2.10 Drug Sensitivity Analysis

The therapeutic efficacy of oxaliplatin, irinotecan, and the anti-angiogenic agent sorafenib in CRC was evaluated utilizing drug response profiles using the Genomics of Drug Sensitivity in Cancer (GDSC2; https://www.cancerrxgene.org) database. Spearman’s correlation analysis was conducted between STC2 expression levels and the area under the dose–response curve (AUC) and half-maximal inhibitory concentration (IC50) values using the GDSC2 dataset, Cancer Therapeutics Response Portal (CTRP; https://portals.broadinstitute.org/ctrp.v2.1/ accessed on 01 January 2025), and the PRISM Repurposing dataset (https://depmap.org/repurposing/, accessed on 23 September 2025). A connectivity map (cMAP) analysis (https://clue.io/) was performed to identify candidate compounds that could counteract STC2-driven oncogenic effects. Using the XSum (eXtreme Sum) algorithm, a feature-matching technique intended to identify agents with inverse transcriptional effects, gene expression profiles linked to STC2 were compared to cMAP perturbation signatures [24]. This analytical strategy was founded on tried-and-true methods. Compounds with lower XSum scores were believed to be promising candidates to counteract STC2’s tumor-promoting activity.

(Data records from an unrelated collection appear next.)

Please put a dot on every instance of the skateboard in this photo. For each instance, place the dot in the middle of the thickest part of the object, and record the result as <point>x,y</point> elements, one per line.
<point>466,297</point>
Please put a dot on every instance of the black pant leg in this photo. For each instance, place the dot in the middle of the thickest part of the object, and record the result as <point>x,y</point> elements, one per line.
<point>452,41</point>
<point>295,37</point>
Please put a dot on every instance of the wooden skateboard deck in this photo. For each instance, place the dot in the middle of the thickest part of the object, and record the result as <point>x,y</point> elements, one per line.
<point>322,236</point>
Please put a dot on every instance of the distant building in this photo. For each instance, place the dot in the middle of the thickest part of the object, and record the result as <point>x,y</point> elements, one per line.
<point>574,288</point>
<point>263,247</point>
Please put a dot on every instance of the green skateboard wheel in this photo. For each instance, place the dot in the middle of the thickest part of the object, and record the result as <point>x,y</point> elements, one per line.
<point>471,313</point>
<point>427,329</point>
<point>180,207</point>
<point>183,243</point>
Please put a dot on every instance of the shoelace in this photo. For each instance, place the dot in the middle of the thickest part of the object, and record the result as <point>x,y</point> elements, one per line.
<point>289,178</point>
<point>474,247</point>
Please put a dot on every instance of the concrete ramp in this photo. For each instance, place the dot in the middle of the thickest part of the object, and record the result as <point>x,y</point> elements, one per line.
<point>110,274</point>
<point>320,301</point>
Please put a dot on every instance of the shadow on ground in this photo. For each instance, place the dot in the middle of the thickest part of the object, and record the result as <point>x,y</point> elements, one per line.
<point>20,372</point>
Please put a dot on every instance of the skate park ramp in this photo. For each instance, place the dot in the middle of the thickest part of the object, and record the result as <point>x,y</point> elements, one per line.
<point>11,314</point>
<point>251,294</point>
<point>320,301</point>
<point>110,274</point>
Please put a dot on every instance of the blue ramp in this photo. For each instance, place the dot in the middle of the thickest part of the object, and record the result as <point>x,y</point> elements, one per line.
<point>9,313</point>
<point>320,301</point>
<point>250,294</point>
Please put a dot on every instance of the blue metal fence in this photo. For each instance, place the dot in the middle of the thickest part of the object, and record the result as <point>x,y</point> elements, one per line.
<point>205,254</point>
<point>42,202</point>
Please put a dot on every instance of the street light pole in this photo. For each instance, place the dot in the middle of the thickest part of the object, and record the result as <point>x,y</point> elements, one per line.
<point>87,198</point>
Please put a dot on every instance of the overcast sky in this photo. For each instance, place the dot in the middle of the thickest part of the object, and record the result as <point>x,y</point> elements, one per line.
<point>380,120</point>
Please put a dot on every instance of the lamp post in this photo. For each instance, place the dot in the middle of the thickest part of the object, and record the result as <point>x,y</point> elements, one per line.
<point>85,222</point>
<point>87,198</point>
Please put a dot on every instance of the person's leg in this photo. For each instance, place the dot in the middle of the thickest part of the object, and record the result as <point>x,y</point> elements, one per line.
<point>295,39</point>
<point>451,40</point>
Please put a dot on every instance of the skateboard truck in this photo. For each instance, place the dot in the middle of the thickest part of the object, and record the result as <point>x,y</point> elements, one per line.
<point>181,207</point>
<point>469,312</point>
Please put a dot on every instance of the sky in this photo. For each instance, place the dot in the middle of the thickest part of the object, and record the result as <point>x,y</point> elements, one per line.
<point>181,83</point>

2.11 Somatic Mutation and Copy Number Variation Analysis

Single-nucleotide variant (SNV) data for 33 different cancer types were obtained from the TCGA database. Coding region SNVs in STC2, MIF, CD74, CXCR4, GDF15, and TGFBR2 were analyzed to determine their somatic mutation frequencies. Mutation frequency was calculated as the percentage of tumors harboring coding-region mutations relative to the total number of samples. The oncoplot function from the “maftools” package (version 2.22.0) was utilized to visualize SNV patterns [25]. GISTIC2 scores were examined to learn more about the somatic copy number variation (CNV) landscape of these six genes. A diploid (normal) copy number was believed to be indicated by a GISTIC2 score of 0. Copy number amplification was defined as scores > 0.05, while copy number deletion was defined as scores < −0.05.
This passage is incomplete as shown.